The Cypriot real estate market is showing significant recovery
It is safe to say that the Cyprus economy showed resilience against the odds last year, despite concerns about the impact from the pandemic and war in Ukraine. And its real estate sector was no exception.
According to the Danos Cyprus Real Estate Market Report for the 2nd Semester of 2022, the property market has shown such resilience that last year it had its best performance since 2008.
Paphos recorded the highest increase in sales documents, followed by Larnaca then Limassol and Famagusta.
“The Cypriot real estate market is showing a significant recovery despite the uncertainty in the economic environment triggered by the energy crisis, with investors from Europe but also Arab countries including Cyprus in their investment framework,” says the report. “The first eleven months of 2022 were the best for the sector since 2008, according to Land Registry figures.”

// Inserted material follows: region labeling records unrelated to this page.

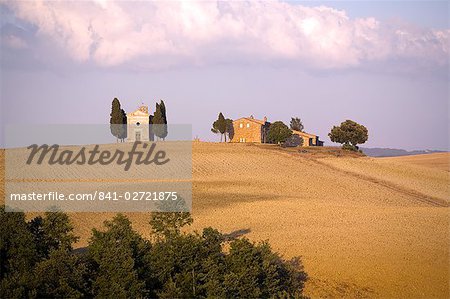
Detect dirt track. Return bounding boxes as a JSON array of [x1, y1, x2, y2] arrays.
[[2, 143, 450, 298]]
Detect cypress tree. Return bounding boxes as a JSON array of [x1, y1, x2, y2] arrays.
[[120, 109, 128, 142], [148, 114, 155, 141], [153, 101, 168, 140], [109, 98, 123, 142]]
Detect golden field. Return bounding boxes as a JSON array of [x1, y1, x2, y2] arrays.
[[1, 142, 450, 298]]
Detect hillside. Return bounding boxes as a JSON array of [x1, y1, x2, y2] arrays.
[[1, 142, 450, 298]]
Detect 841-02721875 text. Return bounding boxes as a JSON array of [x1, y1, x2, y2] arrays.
[[10, 191, 179, 201]]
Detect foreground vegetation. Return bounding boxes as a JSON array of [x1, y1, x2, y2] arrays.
[[0, 206, 307, 298]]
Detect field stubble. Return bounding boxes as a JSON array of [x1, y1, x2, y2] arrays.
[[0, 142, 450, 298]]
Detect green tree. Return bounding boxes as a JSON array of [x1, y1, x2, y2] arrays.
[[148, 114, 155, 141], [153, 101, 168, 140], [34, 249, 89, 298], [290, 117, 304, 132], [225, 118, 234, 142], [0, 205, 39, 298], [223, 238, 307, 298], [211, 112, 227, 142], [267, 121, 292, 144], [328, 120, 369, 151], [119, 109, 128, 142], [109, 98, 123, 142], [89, 214, 151, 298], [149, 198, 194, 238], [28, 212, 79, 258]]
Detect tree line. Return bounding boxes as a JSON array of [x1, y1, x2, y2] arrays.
[[109, 98, 168, 142], [0, 206, 307, 298]]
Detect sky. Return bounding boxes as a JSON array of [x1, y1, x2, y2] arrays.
[[0, 0, 450, 150]]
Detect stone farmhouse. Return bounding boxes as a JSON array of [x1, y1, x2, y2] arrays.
[[230, 115, 323, 146]]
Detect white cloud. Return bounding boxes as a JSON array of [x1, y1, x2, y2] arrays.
[[1, 1, 450, 69], [2, 34, 28, 49]]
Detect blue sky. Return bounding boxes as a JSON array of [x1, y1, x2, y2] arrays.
[[0, 1, 450, 149]]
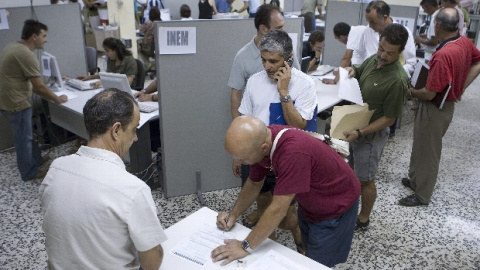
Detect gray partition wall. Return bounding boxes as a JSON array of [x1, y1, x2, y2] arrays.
[[155, 18, 303, 197], [0, 4, 87, 77], [323, 1, 418, 66]]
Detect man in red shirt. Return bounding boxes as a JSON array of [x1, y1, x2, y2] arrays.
[[212, 116, 360, 267], [399, 8, 480, 206]]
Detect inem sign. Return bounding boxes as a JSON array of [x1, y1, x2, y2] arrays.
[[158, 27, 197, 54]]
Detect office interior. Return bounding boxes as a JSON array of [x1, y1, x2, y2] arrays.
[[0, 0, 480, 269]]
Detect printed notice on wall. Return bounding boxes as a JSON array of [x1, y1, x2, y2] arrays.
[[0, 9, 10, 30], [392, 16, 416, 33], [158, 27, 197, 54]]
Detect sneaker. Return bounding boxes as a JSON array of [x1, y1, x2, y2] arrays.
[[25, 170, 48, 182], [355, 218, 370, 232]]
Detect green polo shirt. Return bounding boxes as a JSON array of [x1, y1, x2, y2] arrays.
[[353, 54, 408, 123], [0, 42, 41, 112], [107, 55, 138, 87]]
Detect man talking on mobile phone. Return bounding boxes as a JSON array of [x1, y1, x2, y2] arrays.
[[227, 30, 317, 254]]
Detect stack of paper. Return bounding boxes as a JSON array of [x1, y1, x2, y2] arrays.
[[330, 103, 374, 140]]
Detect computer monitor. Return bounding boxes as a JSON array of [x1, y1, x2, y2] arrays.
[[98, 72, 133, 95], [300, 56, 312, 73], [42, 52, 65, 91]]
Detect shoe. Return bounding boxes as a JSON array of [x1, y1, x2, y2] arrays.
[[398, 194, 428, 207], [295, 243, 307, 255], [42, 155, 50, 165], [402, 178, 415, 191], [355, 218, 370, 232], [25, 170, 48, 182], [242, 210, 259, 229]]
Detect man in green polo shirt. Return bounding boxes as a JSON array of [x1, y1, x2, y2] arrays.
[[335, 23, 408, 230], [0, 20, 67, 181]]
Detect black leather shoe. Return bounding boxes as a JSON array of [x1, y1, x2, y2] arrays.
[[398, 194, 428, 206], [355, 218, 370, 231], [402, 178, 415, 191]]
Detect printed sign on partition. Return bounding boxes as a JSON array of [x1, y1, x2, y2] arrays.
[[0, 9, 10, 30], [392, 16, 416, 34], [158, 27, 197, 54]]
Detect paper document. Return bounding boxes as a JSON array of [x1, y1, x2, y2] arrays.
[[330, 103, 374, 140], [171, 224, 235, 266], [308, 65, 335, 76], [245, 250, 307, 270], [53, 90, 78, 100], [338, 68, 363, 106]]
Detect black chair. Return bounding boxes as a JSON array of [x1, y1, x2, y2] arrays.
[[132, 59, 145, 91], [300, 12, 317, 33], [85, 47, 100, 75]]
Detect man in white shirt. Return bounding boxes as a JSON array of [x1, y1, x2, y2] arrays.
[[415, 0, 439, 63], [356, 1, 417, 77], [300, 0, 325, 20], [235, 0, 263, 18], [333, 22, 367, 67], [232, 30, 317, 253], [40, 89, 167, 270]]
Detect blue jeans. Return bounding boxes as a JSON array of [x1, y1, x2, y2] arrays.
[[0, 107, 42, 181], [298, 200, 358, 267]]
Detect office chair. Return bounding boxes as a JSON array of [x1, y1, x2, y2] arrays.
[[299, 12, 317, 33], [85, 47, 100, 75], [132, 59, 145, 91]]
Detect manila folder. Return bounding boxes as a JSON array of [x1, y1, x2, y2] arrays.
[[330, 103, 374, 140]]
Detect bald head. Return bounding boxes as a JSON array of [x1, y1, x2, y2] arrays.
[[435, 8, 459, 33], [225, 116, 271, 164]]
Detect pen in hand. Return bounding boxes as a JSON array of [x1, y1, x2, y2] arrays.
[[224, 202, 235, 231]]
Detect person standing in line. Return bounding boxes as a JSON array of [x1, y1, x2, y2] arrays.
[[0, 20, 68, 181], [399, 8, 480, 206]]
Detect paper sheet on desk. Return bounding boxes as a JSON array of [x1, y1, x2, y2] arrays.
[[308, 65, 335, 76], [245, 250, 307, 270], [53, 90, 78, 100], [337, 68, 363, 106], [171, 224, 235, 266], [330, 103, 374, 140]]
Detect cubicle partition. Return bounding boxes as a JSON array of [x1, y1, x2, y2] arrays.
[[155, 18, 303, 197], [0, 4, 87, 77], [323, 1, 418, 66]]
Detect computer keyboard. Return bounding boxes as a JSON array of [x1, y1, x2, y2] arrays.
[[138, 102, 158, 113], [67, 79, 93, 91]]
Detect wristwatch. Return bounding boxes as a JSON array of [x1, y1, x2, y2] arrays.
[[280, 95, 292, 102], [242, 239, 253, 253]]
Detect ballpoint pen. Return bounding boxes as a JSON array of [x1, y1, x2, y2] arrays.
[[224, 202, 235, 231]]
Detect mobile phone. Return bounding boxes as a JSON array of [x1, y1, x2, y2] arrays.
[[287, 57, 293, 67]]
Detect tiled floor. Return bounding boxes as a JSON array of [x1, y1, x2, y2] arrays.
[[0, 80, 480, 269]]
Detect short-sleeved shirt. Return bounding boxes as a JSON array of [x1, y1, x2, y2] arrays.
[[227, 37, 300, 90], [426, 35, 480, 101], [249, 125, 360, 222], [300, 0, 323, 14], [353, 55, 408, 123], [40, 146, 167, 269], [347, 25, 367, 65], [107, 55, 138, 86], [424, 9, 440, 61], [215, 0, 232, 13], [356, 24, 417, 76], [0, 42, 41, 112], [238, 68, 317, 125]]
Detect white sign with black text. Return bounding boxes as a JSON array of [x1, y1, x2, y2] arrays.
[[158, 27, 197, 54]]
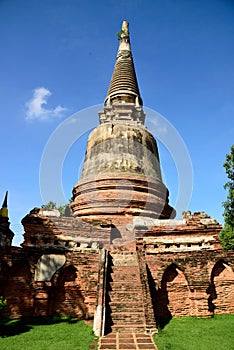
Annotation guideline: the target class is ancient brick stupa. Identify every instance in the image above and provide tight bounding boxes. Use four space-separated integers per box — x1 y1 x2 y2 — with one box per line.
0 21 234 342
71 21 175 223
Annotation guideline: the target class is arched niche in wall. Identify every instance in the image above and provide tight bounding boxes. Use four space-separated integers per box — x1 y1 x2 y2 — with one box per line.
208 259 234 314
4 261 34 318
34 254 66 282
49 265 87 319
161 263 190 316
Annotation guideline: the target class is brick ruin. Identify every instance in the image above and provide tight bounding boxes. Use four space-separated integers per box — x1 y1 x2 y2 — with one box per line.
0 21 234 335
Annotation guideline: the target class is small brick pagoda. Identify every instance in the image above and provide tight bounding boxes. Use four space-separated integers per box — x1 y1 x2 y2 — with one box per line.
0 21 234 335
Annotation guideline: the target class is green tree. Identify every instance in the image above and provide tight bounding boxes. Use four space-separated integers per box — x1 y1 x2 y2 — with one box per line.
219 145 234 250
42 201 67 216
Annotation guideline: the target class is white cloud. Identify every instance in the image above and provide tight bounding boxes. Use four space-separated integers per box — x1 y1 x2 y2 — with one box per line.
26 87 67 120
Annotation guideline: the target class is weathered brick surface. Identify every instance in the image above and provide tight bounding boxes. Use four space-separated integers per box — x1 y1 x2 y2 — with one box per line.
0 214 234 330
0 248 99 318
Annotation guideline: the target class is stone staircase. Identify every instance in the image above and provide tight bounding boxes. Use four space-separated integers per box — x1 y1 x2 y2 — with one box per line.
105 252 145 334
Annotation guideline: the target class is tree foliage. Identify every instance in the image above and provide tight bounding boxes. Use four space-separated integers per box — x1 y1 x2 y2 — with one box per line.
42 201 67 216
0 295 7 316
220 145 234 250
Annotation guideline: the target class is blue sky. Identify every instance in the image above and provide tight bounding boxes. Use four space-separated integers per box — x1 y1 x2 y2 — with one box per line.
0 0 234 244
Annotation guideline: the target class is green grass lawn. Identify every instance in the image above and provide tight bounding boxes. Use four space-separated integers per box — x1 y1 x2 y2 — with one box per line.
154 315 234 350
0 318 95 350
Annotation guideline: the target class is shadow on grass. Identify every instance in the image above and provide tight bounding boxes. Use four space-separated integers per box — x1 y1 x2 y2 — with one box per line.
0 317 78 338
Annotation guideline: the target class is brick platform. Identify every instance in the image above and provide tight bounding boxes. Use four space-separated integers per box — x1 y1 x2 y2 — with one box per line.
98 332 157 350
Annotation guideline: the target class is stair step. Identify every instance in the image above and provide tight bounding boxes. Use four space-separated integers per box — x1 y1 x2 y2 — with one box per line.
110 324 145 333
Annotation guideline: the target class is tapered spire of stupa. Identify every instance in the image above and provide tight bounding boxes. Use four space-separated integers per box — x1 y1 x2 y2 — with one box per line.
105 21 142 105
0 191 8 218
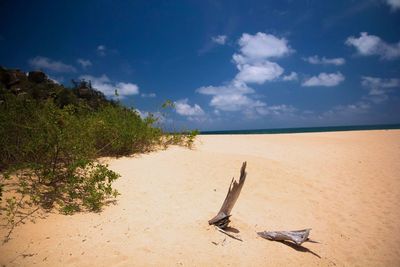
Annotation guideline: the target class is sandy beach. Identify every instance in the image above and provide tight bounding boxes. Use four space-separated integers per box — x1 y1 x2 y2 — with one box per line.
0 130 400 266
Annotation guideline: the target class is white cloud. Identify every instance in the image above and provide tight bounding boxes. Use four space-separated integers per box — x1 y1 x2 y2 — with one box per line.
196 32 297 118
174 99 204 117
140 93 157 98
135 109 166 123
386 0 400 11
235 61 283 84
282 71 299 81
76 58 92 69
345 32 400 60
210 94 266 111
96 45 107 56
233 32 293 64
196 80 254 95
211 35 228 45
302 72 345 87
116 82 139 96
361 76 400 103
258 105 297 115
29 56 76 72
304 55 346 66
79 74 139 97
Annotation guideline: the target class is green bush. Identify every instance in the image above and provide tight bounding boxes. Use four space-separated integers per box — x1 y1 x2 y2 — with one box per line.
0 68 198 242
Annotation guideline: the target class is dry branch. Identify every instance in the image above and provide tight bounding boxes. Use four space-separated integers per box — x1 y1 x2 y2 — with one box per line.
257 229 311 245
208 162 247 229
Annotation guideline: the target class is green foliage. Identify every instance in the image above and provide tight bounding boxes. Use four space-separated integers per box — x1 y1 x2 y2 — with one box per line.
0 68 198 234
61 162 119 214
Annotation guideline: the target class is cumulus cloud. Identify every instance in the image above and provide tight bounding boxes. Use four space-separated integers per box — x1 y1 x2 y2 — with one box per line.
196 80 254 95
361 76 400 95
140 93 157 98
385 0 400 11
303 55 346 66
135 109 166 123
361 76 400 103
174 99 205 117
345 32 400 60
302 72 345 87
235 61 283 84
79 74 139 97
96 45 107 56
211 35 228 45
234 32 293 64
196 32 297 117
29 56 76 72
282 71 299 81
232 32 292 84
76 58 92 69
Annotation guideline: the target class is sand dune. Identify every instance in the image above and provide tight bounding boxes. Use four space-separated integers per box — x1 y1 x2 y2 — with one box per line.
0 130 400 266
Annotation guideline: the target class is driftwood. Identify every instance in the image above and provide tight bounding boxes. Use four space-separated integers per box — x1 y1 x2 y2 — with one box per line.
257 229 311 245
208 162 247 229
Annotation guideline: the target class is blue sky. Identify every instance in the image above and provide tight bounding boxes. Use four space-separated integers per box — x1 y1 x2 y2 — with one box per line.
0 0 400 130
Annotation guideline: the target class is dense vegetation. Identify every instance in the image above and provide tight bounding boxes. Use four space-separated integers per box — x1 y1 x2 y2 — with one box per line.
0 68 196 239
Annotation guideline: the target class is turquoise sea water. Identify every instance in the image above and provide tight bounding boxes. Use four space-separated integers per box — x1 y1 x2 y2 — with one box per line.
200 124 400 134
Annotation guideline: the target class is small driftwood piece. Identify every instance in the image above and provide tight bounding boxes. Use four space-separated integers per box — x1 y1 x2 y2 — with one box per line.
208 162 247 229
257 229 311 245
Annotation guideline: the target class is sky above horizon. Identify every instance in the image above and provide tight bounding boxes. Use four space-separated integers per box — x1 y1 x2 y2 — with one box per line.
0 0 400 130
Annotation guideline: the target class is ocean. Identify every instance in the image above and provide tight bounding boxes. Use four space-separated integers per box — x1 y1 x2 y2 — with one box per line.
200 124 400 135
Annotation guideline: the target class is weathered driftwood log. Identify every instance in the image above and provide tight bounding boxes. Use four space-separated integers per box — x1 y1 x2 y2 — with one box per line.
257 229 311 245
208 162 247 229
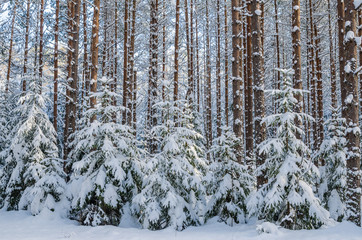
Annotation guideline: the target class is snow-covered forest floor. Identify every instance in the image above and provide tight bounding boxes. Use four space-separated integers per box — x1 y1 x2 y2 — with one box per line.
0 211 362 240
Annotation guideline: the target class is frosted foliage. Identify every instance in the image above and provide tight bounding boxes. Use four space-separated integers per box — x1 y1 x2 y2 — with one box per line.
248 70 329 229
67 79 142 226
207 127 253 226
316 109 347 221
132 101 206 230
1 80 65 215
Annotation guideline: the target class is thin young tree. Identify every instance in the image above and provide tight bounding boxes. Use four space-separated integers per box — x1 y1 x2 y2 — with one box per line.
341 1 361 226
231 0 243 163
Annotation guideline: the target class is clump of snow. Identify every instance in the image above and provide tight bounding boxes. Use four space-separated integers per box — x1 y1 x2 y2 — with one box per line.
256 222 280 235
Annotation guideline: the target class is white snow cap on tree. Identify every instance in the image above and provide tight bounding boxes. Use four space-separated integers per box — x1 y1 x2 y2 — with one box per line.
248 70 329 229
132 101 207 230
207 127 253 226
67 78 142 226
2 79 65 215
316 108 347 221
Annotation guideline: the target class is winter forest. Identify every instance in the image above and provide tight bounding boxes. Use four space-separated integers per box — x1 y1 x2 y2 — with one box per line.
0 0 362 236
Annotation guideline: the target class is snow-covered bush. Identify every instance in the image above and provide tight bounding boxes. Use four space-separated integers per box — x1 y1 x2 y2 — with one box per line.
132 101 207 230
68 78 142 226
1 80 65 215
207 127 253 226
316 109 347 221
248 70 329 229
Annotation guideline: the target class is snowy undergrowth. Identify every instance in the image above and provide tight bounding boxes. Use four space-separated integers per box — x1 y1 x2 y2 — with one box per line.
0 211 362 240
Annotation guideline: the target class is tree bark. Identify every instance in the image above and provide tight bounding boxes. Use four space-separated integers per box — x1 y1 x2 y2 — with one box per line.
205 0 212 160
148 0 158 154
244 2 254 164
22 0 30 92
216 0 221 137
5 2 18 94
90 0 100 122
251 0 267 188
122 0 129 124
173 0 180 106
53 0 60 131
224 0 229 126
231 0 243 163
328 0 336 108
39 0 44 79
292 0 303 110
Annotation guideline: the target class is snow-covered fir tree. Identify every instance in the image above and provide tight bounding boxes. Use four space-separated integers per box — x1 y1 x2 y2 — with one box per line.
67 78 142 226
248 70 329 229
132 101 207 230
207 127 253 226
1 79 65 215
316 108 347 221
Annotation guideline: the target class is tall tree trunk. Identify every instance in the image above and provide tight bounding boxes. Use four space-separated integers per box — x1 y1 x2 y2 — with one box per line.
337 0 347 115
216 0 221 137
130 0 137 126
274 0 280 89
342 1 361 226
148 0 158 154
244 2 254 164
309 0 318 152
292 0 303 110
173 0 180 106
205 0 212 160
314 24 324 155
5 2 17 94
328 0 336 108
22 0 30 92
185 0 194 106
122 0 129 124
162 0 166 101
224 0 229 126
251 0 267 188
90 0 100 122
82 0 90 105
39 0 44 79
53 0 60 131
231 0 243 163
64 0 81 159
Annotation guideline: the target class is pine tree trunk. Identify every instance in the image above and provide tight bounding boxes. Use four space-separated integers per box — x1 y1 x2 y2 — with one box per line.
64 0 81 159
162 0 166 101
82 0 90 102
129 0 137 126
148 0 158 154
231 0 243 163
244 2 254 164
5 2 17 94
185 0 194 106
274 0 280 89
309 0 318 152
337 0 346 115
314 24 324 155
251 0 266 187
224 0 229 126
194 0 201 112
39 0 44 79
90 0 100 122
216 0 221 137
205 0 212 160
328 0 336 108
122 0 129 124
53 0 60 131
173 0 180 105
342 1 361 226
292 0 303 110
22 0 30 92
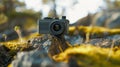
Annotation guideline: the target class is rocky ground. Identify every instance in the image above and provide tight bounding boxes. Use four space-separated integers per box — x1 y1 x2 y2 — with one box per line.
0 27 120 67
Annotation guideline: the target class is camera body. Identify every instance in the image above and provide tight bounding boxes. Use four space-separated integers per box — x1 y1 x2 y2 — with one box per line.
38 16 69 35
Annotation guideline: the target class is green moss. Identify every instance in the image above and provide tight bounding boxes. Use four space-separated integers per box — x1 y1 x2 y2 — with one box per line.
53 45 120 67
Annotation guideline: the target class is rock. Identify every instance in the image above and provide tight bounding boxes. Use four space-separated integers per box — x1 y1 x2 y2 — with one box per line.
0 44 11 67
12 49 54 67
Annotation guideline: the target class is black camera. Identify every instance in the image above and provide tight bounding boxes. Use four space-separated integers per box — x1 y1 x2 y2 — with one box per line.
38 16 69 35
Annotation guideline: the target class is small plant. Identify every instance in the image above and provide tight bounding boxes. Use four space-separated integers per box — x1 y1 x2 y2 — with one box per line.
2 34 7 41
14 26 23 42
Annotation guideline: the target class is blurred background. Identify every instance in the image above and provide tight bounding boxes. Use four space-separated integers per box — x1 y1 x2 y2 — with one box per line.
0 0 120 41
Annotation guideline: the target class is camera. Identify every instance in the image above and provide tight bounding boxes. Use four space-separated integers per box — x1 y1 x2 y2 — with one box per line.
38 16 69 35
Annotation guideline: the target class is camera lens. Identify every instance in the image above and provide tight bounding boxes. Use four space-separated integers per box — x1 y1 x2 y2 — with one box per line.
49 21 65 35
53 24 61 31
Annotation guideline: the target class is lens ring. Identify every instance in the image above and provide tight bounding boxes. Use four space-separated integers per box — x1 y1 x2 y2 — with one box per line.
50 21 65 35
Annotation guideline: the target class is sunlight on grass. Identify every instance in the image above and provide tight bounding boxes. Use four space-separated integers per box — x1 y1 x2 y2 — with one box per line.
53 45 120 67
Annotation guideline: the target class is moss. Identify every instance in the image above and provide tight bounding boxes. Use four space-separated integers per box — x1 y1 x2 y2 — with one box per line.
53 45 120 67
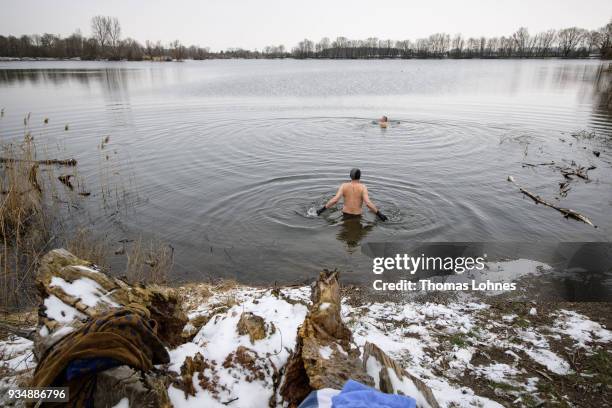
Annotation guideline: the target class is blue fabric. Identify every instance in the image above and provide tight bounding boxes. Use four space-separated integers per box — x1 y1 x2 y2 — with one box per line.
332 380 416 408
66 357 123 381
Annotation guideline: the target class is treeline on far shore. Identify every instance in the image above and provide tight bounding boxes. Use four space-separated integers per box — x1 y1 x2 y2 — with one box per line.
0 16 612 61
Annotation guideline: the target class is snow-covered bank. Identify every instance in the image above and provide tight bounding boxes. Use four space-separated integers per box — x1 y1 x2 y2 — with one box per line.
0 250 612 408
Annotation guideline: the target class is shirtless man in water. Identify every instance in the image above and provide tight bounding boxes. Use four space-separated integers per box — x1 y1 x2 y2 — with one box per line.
317 169 388 221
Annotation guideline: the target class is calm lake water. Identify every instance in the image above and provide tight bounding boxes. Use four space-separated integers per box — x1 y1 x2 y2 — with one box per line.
0 60 612 283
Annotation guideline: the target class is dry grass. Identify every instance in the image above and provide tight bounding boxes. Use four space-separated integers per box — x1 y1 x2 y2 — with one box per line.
0 134 54 310
125 238 174 284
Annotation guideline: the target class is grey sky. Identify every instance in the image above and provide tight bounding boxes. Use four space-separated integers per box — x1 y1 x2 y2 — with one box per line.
0 0 612 50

According to the data, sales documents for 12,074 units were filed with the land registry offices by the eleventh month of 2022, compared with 9,063 the previous year (up 33%). This is the best eleven-month period since 2008, when sales reached 14,043 units.
There was a steep 66.7% increase in the number of sales documents issued to foreigners (to 5,283 from 3,169 in 2021), while sales to locals increased by 15.2% to 6,791, from 5,894 in 2021.
Compared to the eleventh month of 2019, real estate sales have increased 27.7%.
Paphos recorded the highest increase of 66.2%, with sales documents amounting to 2,614, from 1,573 in 2021. It was followed by Larnaca, where sales increased by 47.3%, reaching 2,172 from 1,475. Property sales in Limassol rose 44.4% and 0.3% in Famagusta.
Overall, the Danos report is pleased with the economy’s performance in 2022. “The Cypriot economy proved to be resilient in 2022, despite the many challenges posed on a global scale, which include successive years of supply-chain disruptions and suppressed economic activity caused by the Covid-19 pandemic, followed by the devastating war in Ukraine, which resulted in soaring inflation and high energy prices,” the report said. “Amidst this turbulent environment, Cyprus managed to record the eighth-highest level of growth among European Union member states during the current year.”
Of course, Cyprus wasn’t completely unscathed, with inflation rising alongside the rest of the world and having a severe impact on the more vulnerable groups of the population. And as the report points out, all this while state coffers filled up, boosted by both the elevated performance of certain economic sectors and tax revenue from the price hikes.
“The economy of Cyprus expanded 4.6% year-on-year in the fourth quarter of 2022, following a 5.5% rise in the previous period, flash estimates showed. It marks the seventh consecutive quarter of growth since the contraction Q1 2021, mainly supported by hotels & restaurants, transport & storage, information & communication, wholesale & retail trade, repair of motor vehicles and arts, entertainment & recreation. On a quarterly basis, GDP advanced 1.1% compared to a 1.3% growth in the previous period.”